Run CRISPResso2 for all samples and replicates. For each sample, CRISPResso2 will produce an allele frequency table named "Alleles_frequency_table.zip" which is used as input to the CRISPR-Millipede package. You will need these files in the next step. CRISPResso2 will also produce several other plots characterizing the editing patterns of your samples which will be useful for initial exploration of your data prior to modelling!

STEP 2: Encode the CRISPResso2 outputs into matrices

The CRISPResso2 output contains a table of alleles and their read counts for each sample. The alleles are represented as strings, though the strings must be encoded into a numerical representation for CRISPR-Millipede modelling.

Import and prepare the parameters of the encoding step by passing in the amplicon sequence (required), the acceptable variant types (optional), predicted editing sites (optional), population colummn suffixes for indexing (required), and encoding edge trimming for reducing sequencing background (optional) to the EncodingParameters class.

Below contains the class definition (and default values) of the EncodingParameters that you will need to instantiate:

@dataclass
class EncodingParameters:
    complete_amplicon_sequence: str # Amplicon sequence string
    population_baseline_suffix: Optional[str] = "_baseline" # Typically the population that unedited cells are primarily in. Suffix label
    population_target_suffix: Optional[str] = "_target" # The population used to calculate variant enrichment relative to the baseline population. Suffix label
    population_presort_suffix: Optional[str] = "_presort" # The un-sorted population used to calculate total editing efficiencies. Suffix label
    wt_suffix: Optional[str] = "_wt" # An unedited population to calculate the sequencing error background.

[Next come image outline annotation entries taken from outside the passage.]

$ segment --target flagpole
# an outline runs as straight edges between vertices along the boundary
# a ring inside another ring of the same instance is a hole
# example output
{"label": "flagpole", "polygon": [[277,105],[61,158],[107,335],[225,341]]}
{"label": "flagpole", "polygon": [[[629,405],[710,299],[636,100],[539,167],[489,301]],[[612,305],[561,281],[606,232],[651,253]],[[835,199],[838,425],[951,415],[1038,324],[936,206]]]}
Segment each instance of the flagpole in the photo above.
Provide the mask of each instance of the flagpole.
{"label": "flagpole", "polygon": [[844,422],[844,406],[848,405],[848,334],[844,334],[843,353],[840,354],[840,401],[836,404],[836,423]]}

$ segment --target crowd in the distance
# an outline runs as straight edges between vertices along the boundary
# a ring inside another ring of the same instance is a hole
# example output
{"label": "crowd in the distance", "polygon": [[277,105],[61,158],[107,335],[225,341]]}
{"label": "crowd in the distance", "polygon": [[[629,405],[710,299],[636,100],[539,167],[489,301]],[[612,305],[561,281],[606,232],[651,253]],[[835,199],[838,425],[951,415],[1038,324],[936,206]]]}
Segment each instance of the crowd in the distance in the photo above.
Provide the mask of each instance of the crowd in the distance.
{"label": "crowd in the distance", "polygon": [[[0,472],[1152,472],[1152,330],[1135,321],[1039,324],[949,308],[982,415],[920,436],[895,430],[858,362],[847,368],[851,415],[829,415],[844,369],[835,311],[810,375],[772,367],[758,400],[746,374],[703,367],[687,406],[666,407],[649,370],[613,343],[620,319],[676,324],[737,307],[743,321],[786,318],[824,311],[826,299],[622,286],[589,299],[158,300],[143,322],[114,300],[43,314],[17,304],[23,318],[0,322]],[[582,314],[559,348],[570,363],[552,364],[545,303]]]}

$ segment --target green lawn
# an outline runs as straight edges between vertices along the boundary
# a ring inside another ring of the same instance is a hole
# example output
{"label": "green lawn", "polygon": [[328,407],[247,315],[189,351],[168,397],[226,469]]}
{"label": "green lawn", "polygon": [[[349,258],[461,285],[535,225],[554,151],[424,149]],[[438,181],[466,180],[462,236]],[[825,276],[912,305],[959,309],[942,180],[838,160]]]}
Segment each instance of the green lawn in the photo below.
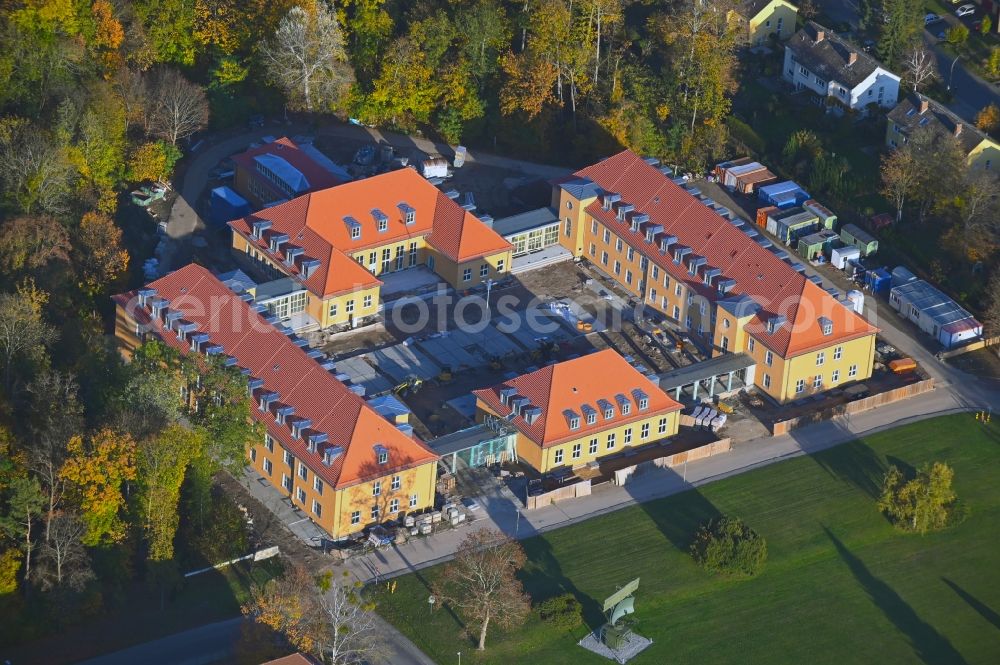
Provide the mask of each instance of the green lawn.
{"label": "green lawn", "polygon": [[[764,444],[766,445],[766,444]],[[924,537],[895,530],[874,506],[884,465],[945,460],[971,514]],[[1000,662],[1000,426],[971,415],[918,423],[618,511],[525,542],[534,600],[572,592],[597,603],[642,578],[639,632],[654,645],[634,663]],[[718,513],[768,541],[765,572],[712,577],[686,553]],[[534,615],[494,632],[476,654],[447,610],[428,610],[426,579],[399,580],[380,611],[439,663],[607,663]]]}

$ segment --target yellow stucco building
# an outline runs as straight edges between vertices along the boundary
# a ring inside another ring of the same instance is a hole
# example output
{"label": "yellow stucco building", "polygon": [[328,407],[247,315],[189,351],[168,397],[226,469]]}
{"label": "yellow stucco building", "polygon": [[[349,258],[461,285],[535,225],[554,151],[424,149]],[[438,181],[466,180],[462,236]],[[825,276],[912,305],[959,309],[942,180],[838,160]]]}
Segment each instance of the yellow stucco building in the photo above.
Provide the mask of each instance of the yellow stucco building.
{"label": "yellow stucco building", "polygon": [[539,473],[580,467],[677,433],[681,405],[607,349],[474,391],[477,419],[517,429]]}
{"label": "yellow stucco building", "polygon": [[320,328],[378,314],[380,278],[391,273],[426,266],[464,290],[511,267],[510,243],[407,168],[305,194],[229,225],[240,264],[272,280],[261,285],[269,292],[257,302],[279,318],[305,315]]}
{"label": "yellow stucco building", "polygon": [[558,183],[560,242],[712,355],[747,352],[786,402],[871,376],[877,329],[624,151]]}
{"label": "yellow stucco building", "polygon": [[745,32],[747,43],[763,46],[770,35],[784,41],[795,33],[799,8],[786,0],[742,0],[730,10],[730,20]]}
{"label": "yellow stucco building", "polygon": [[265,430],[249,464],[331,538],[434,506],[438,455],[205,268],[185,266],[114,301],[126,355],[152,336],[242,369]]}

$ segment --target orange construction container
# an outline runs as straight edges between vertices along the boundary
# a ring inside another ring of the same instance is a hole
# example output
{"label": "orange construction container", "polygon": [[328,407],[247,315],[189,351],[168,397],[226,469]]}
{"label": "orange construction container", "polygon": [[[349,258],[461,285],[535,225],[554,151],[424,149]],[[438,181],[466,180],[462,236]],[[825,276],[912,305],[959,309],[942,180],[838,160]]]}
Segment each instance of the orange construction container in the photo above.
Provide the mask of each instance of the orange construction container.
{"label": "orange construction container", "polygon": [[912,372],[917,368],[917,363],[913,358],[897,358],[889,363],[889,369],[891,369],[896,374],[905,374],[906,372]]}

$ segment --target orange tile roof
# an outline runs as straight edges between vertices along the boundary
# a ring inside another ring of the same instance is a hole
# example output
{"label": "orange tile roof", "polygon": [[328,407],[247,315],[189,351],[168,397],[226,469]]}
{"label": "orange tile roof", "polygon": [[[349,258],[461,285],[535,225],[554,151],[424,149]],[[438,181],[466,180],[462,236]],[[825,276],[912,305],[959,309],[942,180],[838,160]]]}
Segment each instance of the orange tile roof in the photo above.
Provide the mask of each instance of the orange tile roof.
{"label": "orange tile roof", "polygon": [[[736,286],[727,297],[746,294],[761,305],[746,330],[782,357],[878,332],[635,153],[625,150],[575,175],[589,178],[606,192],[620,194],[623,203],[635,206],[635,214],[649,215],[648,223],[632,231],[630,221],[619,220],[613,208],[603,209],[600,197],[587,207],[591,217],[694,293],[710,300],[719,298],[718,291],[706,285],[700,273],[691,275],[686,263],[675,263],[672,250],[663,254],[658,239],[646,242],[648,226],[662,226],[664,234],[677,237],[677,246],[690,247],[692,255],[707,259],[706,268],[718,268],[721,278],[734,279]],[[767,321],[779,314],[789,323],[768,332]],[[830,335],[823,334],[820,318],[833,323]]]}
{"label": "orange tile roof", "polygon": [[[513,418],[511,423],[543,448],[600,432],[608,427],[648,418],[652,414],[681,409],[678,402],[613,349],[549,365],[490,388],[474,390],[473,394],[491,410],[506,417],[510,415],[511,409],[500,401],[500,392],[504,388],[515,389],[517,395],[527,397],[532,406],[542,410],[533,423],[529,424],[520,415]],[[642,391],[649,400],[648,408],[642,411],[638,408],[634,393],[636,390]],[[627,415],[621,412],[619,396],[624,396],[631,404]],[[599,400],[606,400],[614,405],[614,418],[604,418],[604,409]],[[597,412],[595,424],[587,424],[584,405]],[[570,428],[569,411],[580,417],[578,429]]]}
{"label": "orange tile roof", "polygon": [[[147,288],[169,300],[170,309],[182,312],[184,321],[197,325],[197,332],[208,333],[208,343],[221,345],[223,353],[234,357],[250,376],[262,379],[258,395],[278,393],[278,403],[294,407],[296,418],[312,421],[310,431],[328,436],[327,443],[309,452],[304,438],[293,438],[289,424],[278,423],[273,408],[252,409],[254,419],[263,423],[272,437],[329,485],[346,487],[438,459],[420,440],[407,436],[378,415],[205,268],[189,264],[151,282]],[[136,320],[150,322],[150,309],[138,307],[136,295],[125,293],[114,300]],[[162,318],[152,325],[166,344],[190,352],[190,343],[164,330]],[[389,451],[387,465],[377,464],[376,445]],[[333,464],[324,464],[323,450],[332,446],[340,446],[343,453]]]}
{"label": "orange tile roof", "polygon": [[[405,223],[402,204],[415,212],[410,225]],[[385,231],[378,230],[375,211],[386,216]],[[272,227],[255,242],[251,230],[253,223],[259,220],[270,221]],[[352,224],[360,226],[360,237],[351,237],[351,227],[345,220],[353,220]],[[290,244],[303,247],[306,256],[319,259],[319,269],[305,285],[320,296],[353,290],[359,288],[358,284],[365,284],[361,272],[368,271],[358,266],[350,255],[369,247],[408,243],[426,236],[435,249],[456,262],[511,249],[511,244],[493,229],[409,168],[312,192],[229,225],[254,242],[258,249],[266,250],[272,234],[288,234]],[[360,270],[347,266],[336,257],[337,254],[345,256]],[[378,283],[370,273],[367,279],[368,283]]]}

Suffix label
    guide_edit_positions: List[int] = field(default_factory=list) # Position of expected editing sites. Positions are relative to the amplicon sequence. 0-based.
    guide_window_halfsize: int = 3 # Expected editing window size. Only edits in range(guide_edit_position-guide_window_halfsize,guide_edit_position+guide_window_halfsize+1) for all positions will be considered for modelling
    minimum_editing_frequency: float = 0 # Frequency of variants to consider for editing, may be useful for removing sequencing background.
    minimum_editing_frequency_population: List[str] = field(default_factory=list) # Population to consider for removal of variants by frequency, i.e. ["presort"]
    variant_types: List[Tuple[str, str]] = field(default_factory=list) #  List of variants to consider for modelling. Variants represented as two-value tuple where first index is REF and second index is ALT. i.e.  [("A", "G"), ("T", "C")] for adenine base-editing variants.
    trim_left: int = 0 # Filtering positions on left side of amplicon
    trim_right: int = 0 # Filtering positions on right side of amplicon
    remove_denoised: bool = False # Remove filtered features (from above criteria) from model input.  

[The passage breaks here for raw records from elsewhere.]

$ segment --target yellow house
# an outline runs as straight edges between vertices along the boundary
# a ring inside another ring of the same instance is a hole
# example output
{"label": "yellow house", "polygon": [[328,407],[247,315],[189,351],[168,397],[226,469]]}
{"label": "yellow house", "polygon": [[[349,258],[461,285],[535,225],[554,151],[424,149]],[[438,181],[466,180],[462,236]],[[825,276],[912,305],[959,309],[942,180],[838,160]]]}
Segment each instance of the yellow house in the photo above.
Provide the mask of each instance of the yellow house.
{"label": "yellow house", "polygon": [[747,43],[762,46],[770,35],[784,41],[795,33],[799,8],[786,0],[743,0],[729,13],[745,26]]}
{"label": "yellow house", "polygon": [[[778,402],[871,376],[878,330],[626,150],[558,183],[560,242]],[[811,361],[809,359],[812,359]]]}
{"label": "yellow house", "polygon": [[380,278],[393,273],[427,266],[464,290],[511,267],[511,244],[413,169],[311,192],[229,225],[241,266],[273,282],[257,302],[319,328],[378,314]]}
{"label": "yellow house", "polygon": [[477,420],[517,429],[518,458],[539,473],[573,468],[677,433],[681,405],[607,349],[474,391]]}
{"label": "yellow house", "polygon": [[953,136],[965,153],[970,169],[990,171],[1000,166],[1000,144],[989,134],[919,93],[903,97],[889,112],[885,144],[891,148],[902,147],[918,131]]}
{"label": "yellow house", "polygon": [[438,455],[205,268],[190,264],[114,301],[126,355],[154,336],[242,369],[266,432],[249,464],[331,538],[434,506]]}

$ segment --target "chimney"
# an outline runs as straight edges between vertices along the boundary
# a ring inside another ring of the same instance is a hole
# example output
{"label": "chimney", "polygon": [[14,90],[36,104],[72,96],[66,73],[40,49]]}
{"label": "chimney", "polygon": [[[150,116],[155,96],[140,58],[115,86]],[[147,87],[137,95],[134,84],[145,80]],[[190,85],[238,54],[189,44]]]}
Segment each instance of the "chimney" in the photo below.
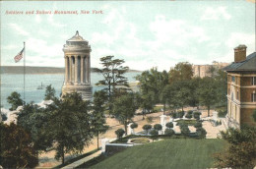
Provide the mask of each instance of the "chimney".
{"label": "chimney", "polygon": [[239,46],[235,47],[234,50],[234,62],[242,62],[246,60],[246,48],[244,44],[240,44]]}

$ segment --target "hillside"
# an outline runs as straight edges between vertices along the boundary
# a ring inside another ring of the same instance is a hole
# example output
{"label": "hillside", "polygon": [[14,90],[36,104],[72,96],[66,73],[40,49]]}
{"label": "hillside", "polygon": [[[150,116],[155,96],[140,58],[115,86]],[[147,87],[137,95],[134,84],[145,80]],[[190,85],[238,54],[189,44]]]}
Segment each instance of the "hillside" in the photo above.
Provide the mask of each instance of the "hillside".
{"label": "hillside", "polygon": [[[93,71],[94,68],[91,68]],[[2,66],[1,74],[23,74],[24,67],[22,66]],[[129,72],[140,72],[136,70],[129,70]],[[26,67],[26,74],[64,74],[64,68],[54,67]]]}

Example of setting encoding parameters:

from crispr_millipede import encoding as cme

AMPLICON = "ACTGACTGACTGACTGACTGACTG" # Put your complete reference amplicon-sequence here
ABE_VARIANT_TYPES = [("A", "G"), ("T", "C")] # Optional: If using an adenine base-editor
CBE_VARIANT_TYPES = [("C", "T"), ("G", "A")] # Optional: If using a cytosine base-editor
encoding_parameters = cme.EncodingParameters(complete_amplicon_sequence=AMPLICON,
                            population_baseline_suffix="_baseline", 
                            population_target_suffix="_target", 
                            population_presort_suffix="_presort", 
                            wt_suffix="_wt", 
                            trim_left=20, 
                            trim_right=20, 
                            variant_types=ABE_VARIANT_TYPES, 
                            remove_denoised=True)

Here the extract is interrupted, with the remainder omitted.